Penyebaran terrsebut juga dapat bersifat merata atau tidak merata (Combe
dan Budowski, 1979).
- Penyebaran merata, apabila komponen berkayu (kehutanan) secara teratur bersebelahan dengan komponen pertanian, baik dikarenakan permudaan alam ataupun penanaman;
- Penyebaran tidak merata, apabila komponen berkayu (kehutanan) ditempatkan secara jalur di pinggir atau mengelilingi lahan pertanian.
- Setelah lahan siap, satu tahun sebelum penanaman komoditi utama kakao (Tahun -1) dilakukan penanaman pohon pelindung (dari jenis gamal atau Gliricidia sepium);
- Setelah pohon pelindung berumur satu tahun, maka dilakukan penanaman kakao (Theobroma cacao) di antara pohon-pohon gamal;
- Pada tegakan kakao umur tiga tahun, dilakukan pemangkasan/penebangan I pohon pelindung gamal sebanyak 25% (atau menyisakan 75% dari populasi yang ada);
- Pada tegakan kakao umur empat tahun, dilakukan pemangkasan/penebangan II pohon pelindung gamal sebanyak 25% (atau menyisakan 50% dari populasi awal);
- Pada tegakan kakao berumur lima tahun dilakukan pemangkasan/penebangan III (terakhir) sebanyak 25% dengan menyisakan 25% dari populasi awal. Kondisi yang ada dipertahankan hingga masa panen kakao.

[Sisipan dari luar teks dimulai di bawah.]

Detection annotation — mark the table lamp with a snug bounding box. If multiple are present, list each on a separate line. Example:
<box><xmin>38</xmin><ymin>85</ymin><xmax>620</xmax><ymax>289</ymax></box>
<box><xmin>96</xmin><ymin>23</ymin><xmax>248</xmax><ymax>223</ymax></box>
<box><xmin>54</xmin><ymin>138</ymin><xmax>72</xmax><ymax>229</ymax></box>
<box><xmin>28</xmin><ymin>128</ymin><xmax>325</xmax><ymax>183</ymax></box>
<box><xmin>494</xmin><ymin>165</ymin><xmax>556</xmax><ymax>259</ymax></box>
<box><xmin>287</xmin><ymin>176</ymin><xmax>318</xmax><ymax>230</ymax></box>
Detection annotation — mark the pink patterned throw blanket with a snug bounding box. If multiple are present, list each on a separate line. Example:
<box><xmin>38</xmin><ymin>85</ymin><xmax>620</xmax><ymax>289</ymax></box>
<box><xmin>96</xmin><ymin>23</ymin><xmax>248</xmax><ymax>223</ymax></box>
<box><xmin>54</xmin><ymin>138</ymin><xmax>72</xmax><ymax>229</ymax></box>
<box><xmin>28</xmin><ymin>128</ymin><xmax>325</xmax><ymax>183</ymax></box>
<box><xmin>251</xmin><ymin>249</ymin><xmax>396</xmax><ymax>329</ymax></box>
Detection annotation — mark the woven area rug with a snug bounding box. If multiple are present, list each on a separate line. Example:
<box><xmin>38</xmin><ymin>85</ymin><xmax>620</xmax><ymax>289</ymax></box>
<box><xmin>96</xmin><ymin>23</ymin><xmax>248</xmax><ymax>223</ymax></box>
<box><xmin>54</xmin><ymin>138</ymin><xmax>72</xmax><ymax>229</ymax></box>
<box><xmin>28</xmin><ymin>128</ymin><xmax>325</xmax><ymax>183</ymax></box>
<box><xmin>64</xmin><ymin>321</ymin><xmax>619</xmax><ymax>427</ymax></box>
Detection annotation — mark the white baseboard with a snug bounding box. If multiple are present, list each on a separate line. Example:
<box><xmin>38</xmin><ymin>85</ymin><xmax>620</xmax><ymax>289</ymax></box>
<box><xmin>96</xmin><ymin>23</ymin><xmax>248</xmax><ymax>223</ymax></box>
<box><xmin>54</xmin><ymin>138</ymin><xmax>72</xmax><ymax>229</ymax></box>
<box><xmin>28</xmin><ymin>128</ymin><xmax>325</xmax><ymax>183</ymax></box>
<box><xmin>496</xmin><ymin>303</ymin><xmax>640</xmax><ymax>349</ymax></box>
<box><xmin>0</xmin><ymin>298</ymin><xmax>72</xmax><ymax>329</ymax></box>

a) Penyebaran secara horizontal
Penyebaran secara horizontal ditinjau dari bidang datar pada lahan yang diusahakan untuk agroforesti (dilihat dari atas, sebagaimana suatu potret udara). Penyebaran komponen penyusun agroforestri secara horizontal memiliki berbagai macam bentuk, sebagai berikut:(1) Pohon-pohon tumbuh secara merata berdampingan dengan tanaman pertanian, baik sifatnya temporer (misalkan dalam sistem tumpangsari) ataupun permanen (dalam hal ini bisa berbentuk berbagai tanaman campuran atau plantation crops and other crops). Penanaman ini yang disebut dengan istilah ‘sistem jalur berselang’ (alternate rows);
(2) Tegakan hutan alam (biasanya bekas tebangan atau logged-over area) yang ditebang jalur untuk penanaman tanaman keras komersial. Termasuk dalam kombinasi yang kedua ini adalah sistem ‘jungle shading’ yang pernah diuji coba pada perkebunan kakao (Cacao theobroma) di Jahab (Kaltim);
(3) Mirip dengan model jalur berselang (lihat butir 1), hanya saja lahan di sini digunakan lebih intensif. Pohon-pohon yang kecil dan mudah dipangkas atau dapat segera dijarangi ditanam di antara pohon-pohon komersial besar dan tanaman pertanian. Contoh antara lain penanaman lamtoro gung (Leucaena leucochepala) dalam sistem tumpangsari di hutan jati di Jawa;
(4) Beberapa jenis pohon yang cepat tumbuh dan cepat menyebar (umumnya dari suku Leguminosae atau Fabaceae) ditanam di sepanjang garis kontur pada daerahdaerah lereng untuk menghindarkan erosi (shelterbelt). Pohon ini seringkali dikombinasikan dengan rumputrumputan yang sekaligus digunakan sebagai pakan ternak;
(5) Suatu kombinasi antara agrisilvikutur dan silvopastura, di mana pohon-pohonan atau perdu-perduan berkayu ditanam di sekeliling lahan pertanian agar berfungsi sebagai pagar hidup (border tree planting);
(6) Tegakan pohon atau perdu tumbuh tersebar secara tidak merata pada lahan pertanian. Dalam hal ini, tidak ada model distribusi yang sistematis (model acak atau random). Contoh konkrit untuk ini adalah permudaan alam pada hutan sekunder selama masa bera dalam kegiatan perladangan berpindah;
(7) Pohon-pohonan (tumbuhan berkayu) dan tanaman pertanian ditanam dalam bentuk jalur/lorong. Fungsi utama pohon-pohonan (tumbuhan berkayu) adalah sebagai pelindung bagi tanaman pertanian yang ada. Contoh dari desain kombinasi ini adalah berbagai bentuk tanaman lorong (alley cropping);
(8) Tegakan pohon atau perdu berkayu tumbuh secara berkelompok (cluster) pada suatu lahan pertanian (atau lahan yang diberakan/diistirahatkan). Komponen pohon, perdu dan lain-lainnya dapat hadir secara alami (dan selanjutnya dipelihara) maupun sengaja ditanam (dibudidayakan). Contoh untuk pola ini adalah sistem kebun hutan tradisional (traditional forest gardens);
(9) Pohon atau perdu berkayu ditempatkan di sekeliling petak atau ditempatkan pada sisi-sisi petak yang disebut sebagai trees along border atau sistem kotak (box system). Contoh percobaan pada perkebunan kakao di Kalimantan Timur.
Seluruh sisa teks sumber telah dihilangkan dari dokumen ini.